Condition: alpha-actinopathy

Inheritance Mode: Autosomal dominant inheritance

UUID: 2aee884c-3b70-4401-b302-863a80a893a3

Approved on: 2024-09-09

Published on: 2025-04-01

HGVS expressions

NM_001100.4:c.175G>A
NM_001100.4(ACTA1):c.175G>A (p.Glu59Lys)
NC_000001.11:g.229432835C>T
CM000663.2:g.229432835C>T
NC_000001.10:g.229568582C>T
CM000663.1:g.229568582C>T
NC_000001.9:g.227635205C>T
NG_006672.1:g.6262G>A
ENST00000366683.4:c.175G>A
ENST00000684723.1:c.40G>A
ENST00000366683.3:c.175G>A
ENST00000366684.7:c.175G>A
NM_001100.3:c.175G>A

Likely Pathogenic

• Met criteria codes: PS4_Supporting PP3 PP2 PM6 PM2_Supporting

• Not Met criteria codes: BA1 BS1 BP4 BP1

Expert Panel

Congenital Myopathies VCEP

Criteria Specification Information

Criteria Specification: ClinGen Congenital Myopathies Expert Panel Specifications to the ACMG/AMP Variant Interpretation Guidelines for ACTA1 Version 2.0.0

Evidence submitted by expert panel

Congenital Myopathies VCEP

The NM_001100.4:c.175G>A variant in ACTA1 is a missense variant predicted to cause substitution of glutamate by lysine at amino acid 59 (p.Glu59Lys).
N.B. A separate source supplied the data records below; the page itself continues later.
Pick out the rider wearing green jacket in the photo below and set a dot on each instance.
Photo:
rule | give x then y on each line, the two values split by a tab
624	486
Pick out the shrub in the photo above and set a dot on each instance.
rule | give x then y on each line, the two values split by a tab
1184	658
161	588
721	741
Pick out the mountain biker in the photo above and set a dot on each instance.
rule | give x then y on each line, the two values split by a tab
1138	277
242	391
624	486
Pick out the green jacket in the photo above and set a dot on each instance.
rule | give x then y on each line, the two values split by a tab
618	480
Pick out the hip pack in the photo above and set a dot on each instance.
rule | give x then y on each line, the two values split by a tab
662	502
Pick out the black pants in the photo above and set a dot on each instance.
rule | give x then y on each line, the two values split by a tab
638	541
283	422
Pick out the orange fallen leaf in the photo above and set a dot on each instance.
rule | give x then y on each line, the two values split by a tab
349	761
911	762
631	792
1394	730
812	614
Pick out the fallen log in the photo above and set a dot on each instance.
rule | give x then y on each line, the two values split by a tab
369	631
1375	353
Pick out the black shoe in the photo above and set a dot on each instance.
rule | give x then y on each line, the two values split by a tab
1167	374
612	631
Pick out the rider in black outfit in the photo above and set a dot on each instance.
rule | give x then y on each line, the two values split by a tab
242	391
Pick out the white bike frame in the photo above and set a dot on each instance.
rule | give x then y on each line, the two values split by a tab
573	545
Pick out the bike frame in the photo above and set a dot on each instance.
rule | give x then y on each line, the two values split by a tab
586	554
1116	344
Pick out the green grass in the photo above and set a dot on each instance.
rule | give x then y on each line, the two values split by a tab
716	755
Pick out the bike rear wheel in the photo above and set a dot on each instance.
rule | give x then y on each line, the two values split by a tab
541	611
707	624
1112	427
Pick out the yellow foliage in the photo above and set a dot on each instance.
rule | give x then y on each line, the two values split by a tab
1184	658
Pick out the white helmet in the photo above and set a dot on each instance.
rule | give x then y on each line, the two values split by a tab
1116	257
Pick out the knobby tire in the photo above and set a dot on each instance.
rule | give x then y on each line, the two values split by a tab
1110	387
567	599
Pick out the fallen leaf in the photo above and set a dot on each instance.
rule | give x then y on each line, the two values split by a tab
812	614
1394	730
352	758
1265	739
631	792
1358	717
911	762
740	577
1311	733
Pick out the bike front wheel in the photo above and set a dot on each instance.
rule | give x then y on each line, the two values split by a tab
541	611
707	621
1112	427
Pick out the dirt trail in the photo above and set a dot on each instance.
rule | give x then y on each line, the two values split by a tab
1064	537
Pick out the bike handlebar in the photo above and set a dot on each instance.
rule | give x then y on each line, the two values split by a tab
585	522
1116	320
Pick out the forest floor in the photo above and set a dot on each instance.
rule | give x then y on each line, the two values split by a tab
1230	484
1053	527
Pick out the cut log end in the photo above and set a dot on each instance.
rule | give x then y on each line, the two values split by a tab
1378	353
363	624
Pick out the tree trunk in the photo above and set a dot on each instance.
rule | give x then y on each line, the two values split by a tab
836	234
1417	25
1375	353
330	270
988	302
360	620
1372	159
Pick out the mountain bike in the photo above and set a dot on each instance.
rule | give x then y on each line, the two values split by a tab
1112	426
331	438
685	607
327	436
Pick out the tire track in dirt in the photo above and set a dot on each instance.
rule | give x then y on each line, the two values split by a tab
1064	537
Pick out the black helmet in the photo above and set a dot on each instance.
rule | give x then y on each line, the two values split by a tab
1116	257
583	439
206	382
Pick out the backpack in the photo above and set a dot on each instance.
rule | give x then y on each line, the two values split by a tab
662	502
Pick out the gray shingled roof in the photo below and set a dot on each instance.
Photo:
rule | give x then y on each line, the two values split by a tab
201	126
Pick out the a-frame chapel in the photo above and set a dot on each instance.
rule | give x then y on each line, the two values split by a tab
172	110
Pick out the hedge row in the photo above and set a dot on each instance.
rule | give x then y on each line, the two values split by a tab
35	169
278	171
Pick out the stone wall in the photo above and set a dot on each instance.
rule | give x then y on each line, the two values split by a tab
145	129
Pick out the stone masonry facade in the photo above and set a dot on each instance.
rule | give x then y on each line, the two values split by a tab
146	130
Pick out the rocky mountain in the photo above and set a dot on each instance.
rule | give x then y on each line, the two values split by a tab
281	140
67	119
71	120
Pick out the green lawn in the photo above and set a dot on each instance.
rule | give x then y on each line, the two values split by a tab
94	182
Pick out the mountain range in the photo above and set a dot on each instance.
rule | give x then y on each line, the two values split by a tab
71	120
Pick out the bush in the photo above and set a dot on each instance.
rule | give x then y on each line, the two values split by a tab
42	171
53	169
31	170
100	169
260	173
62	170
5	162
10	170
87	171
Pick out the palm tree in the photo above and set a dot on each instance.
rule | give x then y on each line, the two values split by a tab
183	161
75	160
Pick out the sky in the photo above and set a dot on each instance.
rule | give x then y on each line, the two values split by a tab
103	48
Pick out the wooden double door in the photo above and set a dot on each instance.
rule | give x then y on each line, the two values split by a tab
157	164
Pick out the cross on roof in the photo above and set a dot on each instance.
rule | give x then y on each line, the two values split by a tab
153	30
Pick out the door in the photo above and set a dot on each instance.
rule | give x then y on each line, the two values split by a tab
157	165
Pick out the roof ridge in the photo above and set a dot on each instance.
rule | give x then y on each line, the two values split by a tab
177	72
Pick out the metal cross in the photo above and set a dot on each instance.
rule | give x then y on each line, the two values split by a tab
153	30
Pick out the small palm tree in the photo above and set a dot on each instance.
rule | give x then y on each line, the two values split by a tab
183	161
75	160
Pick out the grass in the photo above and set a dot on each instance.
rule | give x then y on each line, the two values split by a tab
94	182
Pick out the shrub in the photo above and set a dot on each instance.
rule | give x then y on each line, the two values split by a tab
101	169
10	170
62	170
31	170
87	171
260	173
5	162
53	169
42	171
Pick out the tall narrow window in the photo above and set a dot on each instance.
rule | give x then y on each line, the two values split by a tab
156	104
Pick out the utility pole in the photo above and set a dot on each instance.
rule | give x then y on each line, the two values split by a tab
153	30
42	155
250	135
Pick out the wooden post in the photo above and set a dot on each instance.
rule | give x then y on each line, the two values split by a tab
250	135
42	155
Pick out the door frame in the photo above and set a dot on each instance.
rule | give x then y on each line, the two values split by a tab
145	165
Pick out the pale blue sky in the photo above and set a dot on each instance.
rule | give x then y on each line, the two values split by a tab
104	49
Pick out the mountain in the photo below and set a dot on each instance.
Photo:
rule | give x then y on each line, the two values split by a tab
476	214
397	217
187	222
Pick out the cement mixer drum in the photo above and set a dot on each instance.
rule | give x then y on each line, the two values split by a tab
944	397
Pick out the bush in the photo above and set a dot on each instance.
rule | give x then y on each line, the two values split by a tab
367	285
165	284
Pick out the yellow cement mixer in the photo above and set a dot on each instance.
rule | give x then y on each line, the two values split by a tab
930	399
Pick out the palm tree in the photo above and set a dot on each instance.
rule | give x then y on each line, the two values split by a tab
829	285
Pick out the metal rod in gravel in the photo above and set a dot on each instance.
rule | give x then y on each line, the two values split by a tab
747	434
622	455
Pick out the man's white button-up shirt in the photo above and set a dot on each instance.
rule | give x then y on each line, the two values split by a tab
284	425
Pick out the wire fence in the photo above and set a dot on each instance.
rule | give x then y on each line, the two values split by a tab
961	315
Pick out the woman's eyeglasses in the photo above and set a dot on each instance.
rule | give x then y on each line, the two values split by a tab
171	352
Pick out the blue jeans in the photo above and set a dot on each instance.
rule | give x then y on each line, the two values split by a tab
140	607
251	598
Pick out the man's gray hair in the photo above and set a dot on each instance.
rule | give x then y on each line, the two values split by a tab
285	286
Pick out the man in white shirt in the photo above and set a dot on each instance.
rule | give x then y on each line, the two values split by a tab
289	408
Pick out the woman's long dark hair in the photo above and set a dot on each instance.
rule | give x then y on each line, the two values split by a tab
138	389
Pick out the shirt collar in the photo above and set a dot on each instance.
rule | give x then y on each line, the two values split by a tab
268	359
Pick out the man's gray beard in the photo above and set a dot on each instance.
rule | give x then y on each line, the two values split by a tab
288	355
The variant is absent from gnomAD v4.1.0 meeting PM2_Supporting. The REVEL computational prediction analysis tool gives a score of 0.855, which is above the threshold necessary to apply PP3. ACTA1, in which the variant was identified, is defined by the ClinGen Congenital Myopathies VCEP as a gene that has a low rate of benign missense variation and where pathogenic missense variants are a common mechanism of disease. The Z-score in gnomAD v4.1 is 4.53 (PP2). This variant has been reported in at least three probands, of which one was a de novo occurrence with unconfirmed parental relationships (PS4_Supporting, PM6; GeneDx, Harry Perkins Institute Of Medical Research, LabCorp internal data, ClinVar: SCV004040176.2, SCV004041839.1). In summary, the variant meets the criteria to be classified as likely pathogenic for autosomal dominant alpha-actinopathy. ACMG/AMP criteria met, as specified by the ClinGen Congenital Myopathies VCEP: PM6, PS4_Supporting, PM2_Supporting, PP2, PP3 (ClinGen Congenital Myopathies VCEP specifications version 2.0.0; 9/9/2024).

Met criteria codes

• PS4_Supporting: This variant was reported in three individuals with muscular weakness and dilated cardiomyopathy meeting PS4_Supporting (GeneDx, LabCorp, Harry Perkins Institute of Medical Research)
• PP3: The REVEL score was 0.855, which is above the threshold of 0.7 to apply PP3
• PP2: ACTA1, in which the variant was identified, is defined by the ClinGen Congenital Myopathies VCEP as a gene that has a low rate of benign missense variation and where pathogenic missense variants are a common mechanism of disease. The Z-score in gnomAD v2.1.1 is 4.53
• PM6: The variant was reported de novo with unconfirmed parental relationships in a proband (Harry Perkins Institute Of Medical Research, University Of Western Australia)
• PM2_Supporting: This variant was absent from gnomAD v4 meeting PM2_Supporting

Not Met criteria codes

• BA1: This variant was absent from gnomAD v4 meeting PM2_Supporting
• BS1: This variant was absent from gnomAD v4 meeting PM2_Supporting
• BP4: The REVEL score was 0.855, which is above the threshold of 0.7 to apply PP3
• BP1: Both missense and truncating variants in ACTA1 are disease-causing.